Wednesday, February 11, 2009

One Blink for Yes, Two Blinks For No or Jullian Schnabel is a Talentless Hack

I was going to write something about the Grammy's before the big event, but laziness continues to rear its ugly head. Apathy probably describes it better than laziness. The only category I had strong opinions about was Long Form Music Video. Peter Bogdanovich's 4 hour Tom Petty documentary,Runnin' Down A Dream won, so I'm happy. Its both the 2nd Best Rock N Roll Film and the 2nd Best Documentary I have ever seen.

Instead, here are my top 10 albums of the year:

1) Los Campesinos!- Hold On Now, Youngster. They might be too young to have been part of the International Pop Underground, but they didn't get the memo. This album had an immediacy that I loved from the first listen. Usually, when one thinks of Glockenspiels, you expect some navel-gazing instrumental heavy band or twee pop that hipsters can stand around with their folded arms and bob their heads up and down to without breaking a sweat (although you can still do that if you want.) Their songs present a youthful exuberance missing from most indie pop that at times can sound like controlled chaos although with an endless supply of catchy melodies. Their witty lyrics have come in question by some as pretentious. Fuck the haters.

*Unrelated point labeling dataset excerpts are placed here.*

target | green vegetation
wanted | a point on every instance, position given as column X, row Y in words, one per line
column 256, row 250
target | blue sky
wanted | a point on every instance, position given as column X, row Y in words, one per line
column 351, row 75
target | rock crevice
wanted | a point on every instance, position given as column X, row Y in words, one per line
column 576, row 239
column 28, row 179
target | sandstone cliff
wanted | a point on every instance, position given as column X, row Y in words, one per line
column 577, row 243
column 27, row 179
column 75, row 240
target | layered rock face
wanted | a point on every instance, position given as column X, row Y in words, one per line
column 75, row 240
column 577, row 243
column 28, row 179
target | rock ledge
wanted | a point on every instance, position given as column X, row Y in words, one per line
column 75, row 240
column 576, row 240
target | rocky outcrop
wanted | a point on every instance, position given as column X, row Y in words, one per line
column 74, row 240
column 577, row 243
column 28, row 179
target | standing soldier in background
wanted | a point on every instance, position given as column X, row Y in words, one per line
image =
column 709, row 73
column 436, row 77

2. Kanye West- 808's & Heartbreaks

Rumours. Foolish. Dear You. Domestica. I have always been drawn to breakup records. When this came out, everybody was scratching their heads, they wanted to know is it a dance record? a hip hop record? a pop record? Of course the answers are who cares what you call it and yes and no to all of the above. Pushing the boundaries of what is expected from a pop or hip hop record. The main complaint back in November was catchiness. The funny thing is, as time passes and the more people listen to this album, the catchiness issue has mostly disappeared. Now if he could just figure our a way to perform these songs live on television and not sound awful and he needs to lose the mullet.




3. Noah and the Whale- Peaceful, The World Weighs Me Down

They were well on their way to being an "it band" until a car commercial came out using the song "Five Years Time" and ruined the whole thing. Then I was able to hear intelligent ramblings like "it sounds like it should be in a car commercial." No it sounds like it should be in a Wes Anderson film. They made the right choice. Always take money over coolness.

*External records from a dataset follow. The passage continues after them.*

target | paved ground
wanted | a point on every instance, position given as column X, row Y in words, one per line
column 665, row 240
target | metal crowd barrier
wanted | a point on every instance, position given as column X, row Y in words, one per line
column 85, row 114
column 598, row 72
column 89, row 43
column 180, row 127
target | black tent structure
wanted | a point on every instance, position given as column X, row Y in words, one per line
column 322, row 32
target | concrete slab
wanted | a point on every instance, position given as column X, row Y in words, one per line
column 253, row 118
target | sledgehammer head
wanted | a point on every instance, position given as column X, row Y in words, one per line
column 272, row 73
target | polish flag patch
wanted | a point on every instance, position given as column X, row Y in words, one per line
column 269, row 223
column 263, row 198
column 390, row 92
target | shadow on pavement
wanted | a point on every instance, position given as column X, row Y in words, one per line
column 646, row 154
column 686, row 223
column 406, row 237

4. Cut Copy- In Ghost Colours

Mgmt may have put out the 2 best dance singles of the year, but Cut Copy put out the best dance/electronic/New Order influenced album of the year.

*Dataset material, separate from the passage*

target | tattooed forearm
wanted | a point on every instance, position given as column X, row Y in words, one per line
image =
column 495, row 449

5. Los Campesinos!- We Are Beautiful, We Are Doomed

Even if some of it plays as leftovers from the first album, it's still more Los Campesinos!




6. Tall Tale- Pirate Ship

Throwback to the indie/emo crossover bands I was a sucker for in the late 90's, but also plays to my having the taste of a fifteen year old girl. I once played this band for someone and they told me they sound like Vanessa Carlton. I tried to argue a more rocking Vanessa Carlton. I don't know if I won the argument. They are what I wanted/expected Eisley to sound like.




7. Kate Nash- Made of Bricks

Takes the Lily Allen mold and fuses in more intelligence, and much more than just another girl and her piano. She would be huge if she were a train-wreck who found herself in the papers every day.




8. +/-- X's on Your Eyes

Started out as a side project of Versus. +/- finally lived up to the potential I always knew was there.




9. Thursday/envy split LP (mostly the Thursday side).

This is what every screamo band should turn into when they decide to branch out.




10. Black Mountain- In the Future

The only band I know of that is probably equally influenced by Black Sabbath and Fairport Convention. I'm sure if I did drugs this would be my #1.



runners up include Counting Crows (a band no one outside the band and WTTS listeners care about anymore), M83 (sounding like a soundtrack to a lost John Hughes film was expected in Anthony Gonzales making an 80's homage. it's the songs that sound like prince and kate bush that i wasn't expecting.), Mgmt, Mates of State (reproducing twice seems to have taken away some of the rough around the edges aesthetic that surrounded their infectious melodies, which has slightly hurt the last couple of albums, but still fairly solid) and The Teenagers (Eurotrash as a compliment).

Of course, this could all change a month from now.